Carol wandered off, and Kain made his choice and paid for it, and when he came out he found her waiting with both horses. The bags were packed, and she had a basket on her arm.

He stowed the nails and the oil in his saddlebags, and as he swung up she handed him a sandwich of ham and cheese.

"I ordered for you while I was at it. We can eat on the ride home."

"Works for me." Kain took it, and held the reins in one hand and the sandwich in the other, and Carol hung the basket off her saddle between them as they set out.

They rode a good while without talking before Carol looked over at him. "Tell me about your childhood."

"Not much to tell." Kain ate a corner of the sandwich. "A big city. One brother. Our parents died about the time the two of us were old enough to leave home, so there wasn't a great deal holding us to the place after."

"Then tell me about the Silver Hands."

Kain looked at her a moment. "You're sure."

"I'm sure. Not how it ended. Just the life of it."

"It was a good life, taken all around. We spent the most of it on the road, going job to job, picking up smaller work along the way."

"How many were you?"

"Four. My brother, Mark. Sarah was the tracker. Darien did the cooking."

He went on. "It always ran the same way.

We'd take a job, and there'd be a few days' travel to it.

Darien would gather up whatever the country grew along the road, the local spices, the recipes off anybody who'd part with them.

Sarah did the same with the animals, wanting to know every kind a place had.

Mark asked after the farms. We'd make camp of an evening, and most nights I was the only one who sat in it the first while.

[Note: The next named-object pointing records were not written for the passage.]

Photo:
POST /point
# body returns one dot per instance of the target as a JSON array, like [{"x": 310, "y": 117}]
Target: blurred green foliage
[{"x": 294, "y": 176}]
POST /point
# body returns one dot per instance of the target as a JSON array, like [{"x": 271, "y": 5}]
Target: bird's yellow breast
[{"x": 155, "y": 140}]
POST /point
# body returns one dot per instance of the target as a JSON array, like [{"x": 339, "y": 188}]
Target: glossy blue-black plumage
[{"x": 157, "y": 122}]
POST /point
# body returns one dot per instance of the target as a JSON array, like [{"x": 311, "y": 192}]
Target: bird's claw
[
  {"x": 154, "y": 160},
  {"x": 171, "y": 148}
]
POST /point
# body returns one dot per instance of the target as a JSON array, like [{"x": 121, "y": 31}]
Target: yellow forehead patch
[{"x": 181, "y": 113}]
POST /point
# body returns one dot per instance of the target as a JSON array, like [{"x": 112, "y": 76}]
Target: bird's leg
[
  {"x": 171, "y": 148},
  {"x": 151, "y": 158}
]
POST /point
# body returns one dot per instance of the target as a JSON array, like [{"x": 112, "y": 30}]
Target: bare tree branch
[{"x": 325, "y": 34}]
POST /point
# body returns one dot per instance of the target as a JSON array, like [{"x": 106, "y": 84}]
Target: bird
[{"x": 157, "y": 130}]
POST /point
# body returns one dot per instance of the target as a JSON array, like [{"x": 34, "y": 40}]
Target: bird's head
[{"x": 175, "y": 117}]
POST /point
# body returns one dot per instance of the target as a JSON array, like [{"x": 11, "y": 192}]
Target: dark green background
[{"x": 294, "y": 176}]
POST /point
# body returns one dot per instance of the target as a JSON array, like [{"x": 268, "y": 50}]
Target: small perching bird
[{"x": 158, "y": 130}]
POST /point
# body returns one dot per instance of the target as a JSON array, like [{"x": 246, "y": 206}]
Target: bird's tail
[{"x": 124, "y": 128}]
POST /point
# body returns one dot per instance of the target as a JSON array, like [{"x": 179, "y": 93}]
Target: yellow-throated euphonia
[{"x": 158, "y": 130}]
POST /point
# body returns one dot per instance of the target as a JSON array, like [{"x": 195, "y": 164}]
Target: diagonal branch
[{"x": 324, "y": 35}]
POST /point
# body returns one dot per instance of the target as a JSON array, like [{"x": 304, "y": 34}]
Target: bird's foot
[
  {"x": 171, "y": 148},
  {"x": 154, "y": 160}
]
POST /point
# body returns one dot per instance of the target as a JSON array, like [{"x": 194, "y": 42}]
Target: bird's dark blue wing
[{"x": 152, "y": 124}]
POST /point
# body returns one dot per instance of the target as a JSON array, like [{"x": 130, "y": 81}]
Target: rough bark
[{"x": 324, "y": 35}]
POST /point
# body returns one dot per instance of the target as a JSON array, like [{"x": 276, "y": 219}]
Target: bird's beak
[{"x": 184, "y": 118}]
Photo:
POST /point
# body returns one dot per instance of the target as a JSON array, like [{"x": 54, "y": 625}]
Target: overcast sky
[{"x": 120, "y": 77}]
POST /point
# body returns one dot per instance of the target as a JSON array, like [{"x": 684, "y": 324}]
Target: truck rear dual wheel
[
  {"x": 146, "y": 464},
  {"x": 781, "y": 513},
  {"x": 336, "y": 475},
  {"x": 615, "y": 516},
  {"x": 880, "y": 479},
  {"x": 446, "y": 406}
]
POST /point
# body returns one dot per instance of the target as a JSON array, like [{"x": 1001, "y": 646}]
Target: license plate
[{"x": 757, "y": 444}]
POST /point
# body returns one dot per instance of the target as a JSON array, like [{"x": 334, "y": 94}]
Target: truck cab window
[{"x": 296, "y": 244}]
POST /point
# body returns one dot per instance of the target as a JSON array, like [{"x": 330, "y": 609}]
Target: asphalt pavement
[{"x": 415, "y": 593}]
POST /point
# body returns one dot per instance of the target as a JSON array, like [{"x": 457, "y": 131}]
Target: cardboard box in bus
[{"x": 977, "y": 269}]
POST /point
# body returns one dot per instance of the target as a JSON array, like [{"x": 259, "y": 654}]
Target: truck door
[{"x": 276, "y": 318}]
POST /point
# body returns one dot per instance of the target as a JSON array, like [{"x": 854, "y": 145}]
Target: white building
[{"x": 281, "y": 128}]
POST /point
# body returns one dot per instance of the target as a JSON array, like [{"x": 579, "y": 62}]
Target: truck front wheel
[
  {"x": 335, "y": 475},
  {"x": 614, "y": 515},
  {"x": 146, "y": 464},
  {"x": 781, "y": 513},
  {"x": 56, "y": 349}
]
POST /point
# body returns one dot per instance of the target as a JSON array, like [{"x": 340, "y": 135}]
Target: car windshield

The rest were off. Sarah would come back with something she'd shot, Darien would cook it, and Mark would come in talking soil and gardens. He'd watch."

He paused over it. "He saved us more than once that way.

One time I knew rain was on the way, so I set the tents under a big oak.

Mark came back and told me the water would run straight through the camp.

I grumbled about moving them in the dark, but that night a flash flood came down off the mountains and knocked the oak clean over. "

He let it sit, then went on. "It was good country to see, all of it.

We went north and south and most everywhere between.

If one of us got a notion to see some new part of the world, we packed up and went.

We were in this country here near a year at the end, on account of Mark.

He would not leave it. None of us rightly knew why. "

Carol rode and listened, taking it in the same way he once had, doing for him what he had done for her.

He told her about the food they cooked and the places they had been, the towns and the ways of people he'd never have crossed otherwise, and when Tillamore came up at last on the road ahead, the telling came to its end.

"Thanks." Carol gave him a quiet nod. "This was nice."

"It was." Kain nodded back.

Carol broke off and rode north toward her own place, and Kain went on for Tillamore with the lumber and the nails for the Kettle.

Sam would talk it up, he had no doubt of that, and he found he didn't much care. It had been a trip to Lathemtown, was all.